After all that exertion, movie characters may well need a stiff drink, another area in which the humble milkshake comes into its own. Using the shake as an alcohol substitute (or mixer, as we’re about to see) is an established trick, as seen in Back To The Future. In another fifties diner-set scene, wimpy George McFly is working up the guts to ask his prom date out, but needs some Dutch courage before he does so. “Lou, give me a milk, chocolate” he asks, before catching the drink that’s slid to him whisky-like down the bar and knocking it back in one, cowboy-style. The same joke is used repeatedly in Bugsy Malone, set at Fat Sam’s speakeasy/milk bar, where the kids’ moustaches are either stuck-on with glue or made from milk.
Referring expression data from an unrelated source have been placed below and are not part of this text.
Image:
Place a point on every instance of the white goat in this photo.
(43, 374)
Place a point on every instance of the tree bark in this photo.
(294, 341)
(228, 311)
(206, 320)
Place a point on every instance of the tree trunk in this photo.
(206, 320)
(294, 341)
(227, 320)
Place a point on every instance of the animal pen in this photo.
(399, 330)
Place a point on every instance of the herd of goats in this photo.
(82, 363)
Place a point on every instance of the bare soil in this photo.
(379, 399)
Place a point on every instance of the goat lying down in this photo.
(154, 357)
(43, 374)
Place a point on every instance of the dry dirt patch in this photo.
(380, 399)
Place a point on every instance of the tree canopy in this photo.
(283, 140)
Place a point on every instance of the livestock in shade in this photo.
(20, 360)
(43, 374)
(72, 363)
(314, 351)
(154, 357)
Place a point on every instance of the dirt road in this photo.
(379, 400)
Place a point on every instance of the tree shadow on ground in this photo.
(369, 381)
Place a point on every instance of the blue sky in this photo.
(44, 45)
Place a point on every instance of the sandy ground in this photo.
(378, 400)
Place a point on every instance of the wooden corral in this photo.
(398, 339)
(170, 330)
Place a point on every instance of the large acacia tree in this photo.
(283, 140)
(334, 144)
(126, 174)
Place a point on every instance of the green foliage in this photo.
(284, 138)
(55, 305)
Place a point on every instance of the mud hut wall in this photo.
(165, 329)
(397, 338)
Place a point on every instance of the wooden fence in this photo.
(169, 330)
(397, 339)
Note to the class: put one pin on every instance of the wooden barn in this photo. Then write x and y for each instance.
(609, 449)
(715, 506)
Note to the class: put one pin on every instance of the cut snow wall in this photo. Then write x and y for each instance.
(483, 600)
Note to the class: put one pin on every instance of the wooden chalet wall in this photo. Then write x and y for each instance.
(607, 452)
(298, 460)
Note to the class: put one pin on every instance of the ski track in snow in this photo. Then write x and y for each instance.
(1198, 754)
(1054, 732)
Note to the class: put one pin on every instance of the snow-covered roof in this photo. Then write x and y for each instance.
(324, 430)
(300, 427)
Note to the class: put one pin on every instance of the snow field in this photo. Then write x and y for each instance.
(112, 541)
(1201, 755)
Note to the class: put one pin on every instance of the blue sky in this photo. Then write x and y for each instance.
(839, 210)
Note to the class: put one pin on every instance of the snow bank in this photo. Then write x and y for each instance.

Those are the virgin-shakes standing in for alcohol, but there are also movie milkshakes you wouldn’t necessarily want your kids drinking. The Korova milk bar in Stanley Kubrick’s A Clockwork Orange serves ‘milk plus’ – cow juice laced with stimulants and hallucinogens, while 1986 horror Crawlspace saw the addition of tequila to a sleepover milkshake, and Marlon Brando’s devious character lies to inexperienced Jean Simmons in Guys and Dolls that the Dulce de Leche he’s plying her with are only milkshakes, and not rum cocktails.
Alcohol and drug-laced milkshakes would be infinitely preferable to some of the ingredients movie characters blend together. Comedy horrors My Best Friend’s a Vampire and An American Werewolf in Paris boast a stomach-churning human heart and raw liver shake respectively, while the concoction Brian Bosworth whips up in action movie Stone Cold would hardly be preferable to those flavour revolutions (luckily, it’s for his pet iguana rather than human consumption). Jane in crime spoof Naked Gun pulls a similar trick, blending an extremely odd selection of items for her own extremely interesting milkshake creation.
Again, playing on the disconnect between the white stuff’s innocent connotations and the less-than-innocent characters who drink them, there’s a hard-core of movie tough guys who enjoy a good shake. Brendan Gleeson’s Sergeant Gerry Boyle in brilliant comedy The Guard downs his in one, and fellow hard (but not necessarily well-adjusted) men Mickey Knox from Natural Born Killers and Léon from Luc Besson’s Léon are also fans of a frothy glass of milk. Even Jedi knights are in on the action, with Luke Skywalker seen enjoying a cup of blue space milk in Star Wars: Episode IV – A New Hope. Extracted from Tatooine’s blue desert mice perhaps?
The unwitting spokesperson for milkshakes in the movies though, is one man, and one man only: Daniel Day-Lewis. Thanks to a particularly zealous performance from Day-Lewis in Paul Thomas Anderson’s 2007 film There Will Be Blood, a metaphor for oil drilling has become one of film’s most quoted lines of recent years. “I drink your milkshake” is now a smack-talk phrase wheeled out whenever a victor is in need of a boo-ya/in your face/hell yeah moment, and it’s popped up not only on t-shirts and coffee mugs, but in Saturday Night Live sketches and TV adverts. There’s not even a milkshake in the scene, but Day-Lewis still tops the list.
Which leaves us with the miscellanea, the fringe milkshake appearances in the movies, from the kooky Cap’N Crunch and peanut butter concoction whipped up in Benny And Joon, to Before Sunrise’s milkshake-inspired poem written by a Viennese bum. And of course, to the end-credits sequence in 2004 comedy Dodgeball, wherein a popular milkshake-themed song by Kelis gets an unusual new dance courtesy of Ben Stiller in a particularly repulsive fat suit.